Flink DML
Querying with SQL
Amoro tables support reading data in stream or batch mode through Flink SQL. You can switch modes using the following methods:
-- Run Flink tasks in streaming mode in the current session
SET execution.runtime-mode = streaming;
-- Run Flink tasks in batch mode in the current session
SET execution.runtime-mode = batch;
The following Hint Options are supported:
Key | Default Value | Type | Required | Description |
---|---|---|---|---|
source.parallelism | (none) | Integer | No | Defines a custom parallelism for the source. By default, if this option is not defined, the planner will derive the parallelism for each statement individually by also considering the global configuration. |
Batch mode
Use batch mode to read full and incremental data from FileStore.
TIPS
LogStore does not support bounded reading.
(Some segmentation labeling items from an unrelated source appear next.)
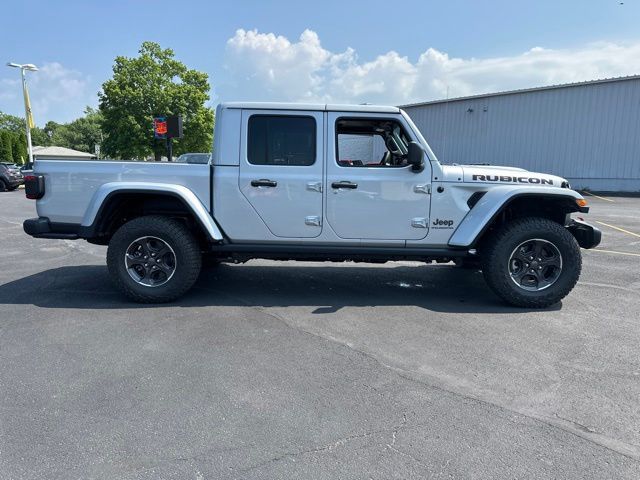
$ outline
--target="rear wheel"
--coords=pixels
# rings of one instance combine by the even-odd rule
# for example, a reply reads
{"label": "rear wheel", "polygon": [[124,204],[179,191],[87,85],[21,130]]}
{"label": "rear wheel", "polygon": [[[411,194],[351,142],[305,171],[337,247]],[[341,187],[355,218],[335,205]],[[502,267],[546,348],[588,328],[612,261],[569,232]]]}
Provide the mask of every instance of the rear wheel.
{"label": "rear wheel", "polygon": [[170,302],[189,290],[200,274],[198,242],[178,220],[139,217],[113,235],[107,266],[116,287],[142,303]]}
{"label": "rear wheel", "polygon": [[518,307],[544,308],[562,300],[582,269],[571,233],[546,218],[516,220],[485,242],[482,271],[491,289]]}

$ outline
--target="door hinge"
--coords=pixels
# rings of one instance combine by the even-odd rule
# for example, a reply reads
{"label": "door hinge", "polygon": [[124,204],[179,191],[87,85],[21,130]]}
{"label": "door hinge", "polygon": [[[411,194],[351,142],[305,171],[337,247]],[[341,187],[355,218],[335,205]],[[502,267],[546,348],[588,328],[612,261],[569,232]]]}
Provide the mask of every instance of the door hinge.
{"label": "door hinge", "polygon": [[428,228],[427,219],[424,217],[416,217],[411,219],[411,226],[413,228]]}
{"label": "door hinge", "polygon": [[320,217],[317,215],[304,217],[304,223],[305,225],[309,225],[311,227],[319,227],[321,225]]}
{"label": "door hinge", "polygon": [[322,182],[307,182],[307,190],[322,193]]}

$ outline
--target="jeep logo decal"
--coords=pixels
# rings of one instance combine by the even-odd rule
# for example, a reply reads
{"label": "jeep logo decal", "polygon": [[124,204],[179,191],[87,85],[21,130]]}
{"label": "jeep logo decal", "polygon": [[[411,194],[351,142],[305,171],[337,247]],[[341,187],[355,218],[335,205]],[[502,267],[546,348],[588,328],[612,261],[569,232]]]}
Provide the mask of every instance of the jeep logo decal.
{"label": "jeep logo decal", "polygon": [[508,182],[508,183],[539,183],[541,185],[553,185],[550,178],[536,177],[511,177],[509,175],[473,175],[475,182]]}
{"label": "jeep logo decal", "polygon": [[433,228],[453,228],[453,220],[440,220],[436,218],[432,224]]}

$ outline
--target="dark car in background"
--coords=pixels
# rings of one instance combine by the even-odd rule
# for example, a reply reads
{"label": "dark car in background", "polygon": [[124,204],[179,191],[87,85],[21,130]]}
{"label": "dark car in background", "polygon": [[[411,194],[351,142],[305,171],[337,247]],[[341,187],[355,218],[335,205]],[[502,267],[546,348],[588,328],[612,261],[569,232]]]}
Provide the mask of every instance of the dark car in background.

-- Run Flink tasks in batch mode in the current session
SET execution.runtime-mode = batch;
-- Enable dynamic table parameter configuration to make hint options configured in Flink SQL effective
SET table.dynamic-table-options.enabled=true;
Batch mode (non-primary key table)
Non-primary key tables support reading full data in batch mode, specifying snapshot data with snapshot-id or timestamp, and specifying the incremental data of the snapshot interval.
-- Read full data
SELECT * FROM unkeyed /*+ OPTIONS('streaming'='false')*/;
-- Read specified snapshot data
SELECT * FROM unkeyed /*+ OPTIONS('snapshot-id'='4411985347497777546')*/;
The supported parameters for bounded reads of non-primary-key tables in BaseStore include:
Key | Default Value | Type | Required | Description |
---|---|---|---|---|
snapshot-id | (none) | Long | No | Reading the full data of a specific snapshot only works when streaming is set to false. |
as-of-timestamp | (none) | Long | No | Reading the full data of the latest snapshot taken before the specified timestamp only works when streaming is set to false. |
start-snapshot-id | (none) | Long | No | When streaming is set to false, you need to specify the end-snapshot-id to read the incremental data within two intervals (snapshot1, snapshot2]. When streaming is set to true, you can read the incremental data after the specified snapshot. If not specified, it will read the incremental data after the current snapshot (excluding the current one). |
end-snapshot-id | (none) | Long | No | When streaming is set to false, you need to specify the start-snapshot-id to read the incremental data within two intervals (snapshot1, snapshot2]. |
other table parameters | (none) | String | No | All parameters of an Amoro table can be dynamically modified through SQL Hint, but only for the current task. For a list of specific parameters, please refer to Table Configurations. For permissions-related configurations on the catalog, they can also be configured in Hint using parameters such as properties.auth.XXX in catalog DDL |
Batch mode (primary key table)
-- Merge on Read the current mixed-format table and return append-only data.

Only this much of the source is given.